Young people have sacrificed so much to protect the over-50s. Now it’s their turn to keep us safe, writes Zesha Saleem.
If you’re booking a holiday because you’ve been vaccinated, then you are selfishly endangering the lives of others. Either we are in this together, or we’re not.
If you’re booking a holiday because you’ve been vaccinated, then you are selfishly endangering the lives of others. Either we are in this together, or we’re not.
AscentXmedia via Getty Images

Covid-19 has not been the great leveller many proclaimed at the beginning of this pandemic.

It has exposed a gulf between the old and young, the rich and poor, the healthy and the sick. Death rates are higher within marginalised communities, and lockdown has crushed the young and unemployed. Now, more than ever, our country is divided, in every possible way.

So the news of the Covid-19 vaccine is undoubtedly exciting. Finally, all of us have the opportunity to look forward to something other than an evening of TV and take-out. I for one will be taking my dose as soon as I’m called up.

And I’m not the only one thinking ahead. Droves of over 50s are reportedly booking holidays in anticipation of getting their vaccine before the summer. And who can blame them, some may argue. Many have faced almost a year of shielding and are ecstatic at the prospect of getting out of Blighty.

But in the current circumstances, is it the best thing to do? As someone who is part of a generation that has faced constant criticism during the past few months for “not following the rules” and “not taking Covid-19 seriously”, I don’t think so.

“If you’re booking a holiday because you’ve been vaccinated, then you are selfishly endangering the lives of others. Either we are in this together, or we’re not.”

We don’t yet know whether being vaccinated will prevent the transmission of Covid-19 from one person to another. Just because some people might want to celebrate their newfound immunity, it doesn’t mean they can’t pass the virus onto someone who hasn’t been called up yet. Until we know more about transmission, it’s irresponsible to be trawling Booking.com in a frenzy.

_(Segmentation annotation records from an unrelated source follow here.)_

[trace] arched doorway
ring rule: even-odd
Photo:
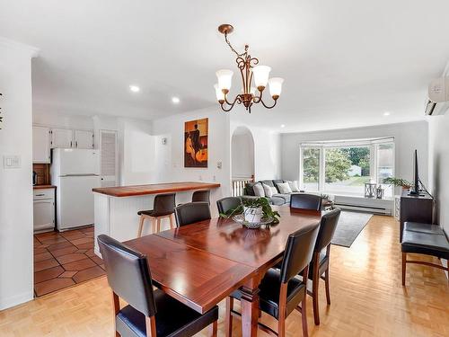
[[[246,127],[237,127],[231,137],[232,193],[242,195],[246,182],[254,179],[254,139]]]

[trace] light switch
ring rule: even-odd
[[[20,155],[4,155],[3,167],[5,169],[21,168]]]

Indeed, when Matt Hancock was asked about the issue, he cautioned against going on a trip abroad for the summer. We all understand the impact Covid-19 has had on our mental wellbeing – I’d like to go on holiday just as much as anyone – but in a global health crisis, we should all be in this together, whether we like it or not. Of course, there is a chance the pandemic could take a turn, or maybe vaccinations will prove to prevent transmission and summer holidays will be possible, but it’s too early to think about that just yet.

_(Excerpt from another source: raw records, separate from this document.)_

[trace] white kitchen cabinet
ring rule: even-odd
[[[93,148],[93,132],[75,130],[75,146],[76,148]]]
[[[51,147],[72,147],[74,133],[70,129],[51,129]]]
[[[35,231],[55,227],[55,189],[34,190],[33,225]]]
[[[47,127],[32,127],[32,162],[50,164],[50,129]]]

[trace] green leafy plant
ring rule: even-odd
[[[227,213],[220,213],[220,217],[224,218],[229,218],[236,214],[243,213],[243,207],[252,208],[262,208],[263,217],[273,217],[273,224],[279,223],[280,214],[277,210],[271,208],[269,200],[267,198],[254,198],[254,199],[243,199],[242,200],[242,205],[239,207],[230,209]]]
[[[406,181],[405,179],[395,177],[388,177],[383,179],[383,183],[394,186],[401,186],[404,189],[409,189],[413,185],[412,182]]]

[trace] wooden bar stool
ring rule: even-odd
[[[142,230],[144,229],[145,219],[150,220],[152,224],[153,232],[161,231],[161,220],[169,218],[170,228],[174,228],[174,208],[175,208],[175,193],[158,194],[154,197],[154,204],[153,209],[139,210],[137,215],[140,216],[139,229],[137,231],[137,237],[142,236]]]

Young people have sacrificed so much to protect the vulnerable, now it’s the turn of the over 50s to keep us safe while we wait to be vaccinated.

It’s frustrating that the above even needs to be said. But what has been maddening to see as a young person is the total lack of discussion or analysis around this issue. Instead, news reports have been quoting ecstatic travel companies, delighted by the boost in bookings after an extremely challenging year. But imagine for a moment if the tables were turned.

Imagine if young people were being vaccinated first and were rushing to book their getaways. There would be understandable anger at the “woke” generation putting themselves first – killing granny just to have a frolic in the sun. Columns and articles would be dedicated to making the point that young people are selfish and always put themselves first.

Over the course of this pandemic, young people have had to endure constant setbacks, judgement and criticism: from the exams fiasco to the whole issue with universities, not to mention an increasingly precarious job market and the worst global recession in history looming. Why should we be held to higher standards than our elders?

So is it right to go on a holiday in the middle of a pandemic? The simple answer is no. And if you’re booking a holiday because you’ve been vaccinated, then you are selfishly endangering the lives of others. Either we are in this together, or we’re not.

Every step taken by young people has been analysed by older generations with a critical eye during the pandemic, so shouldn’t we apply the same principle to them? It may not be liked, but it’s a fair thing to do.

Zesha Saleem is a freelance journalist.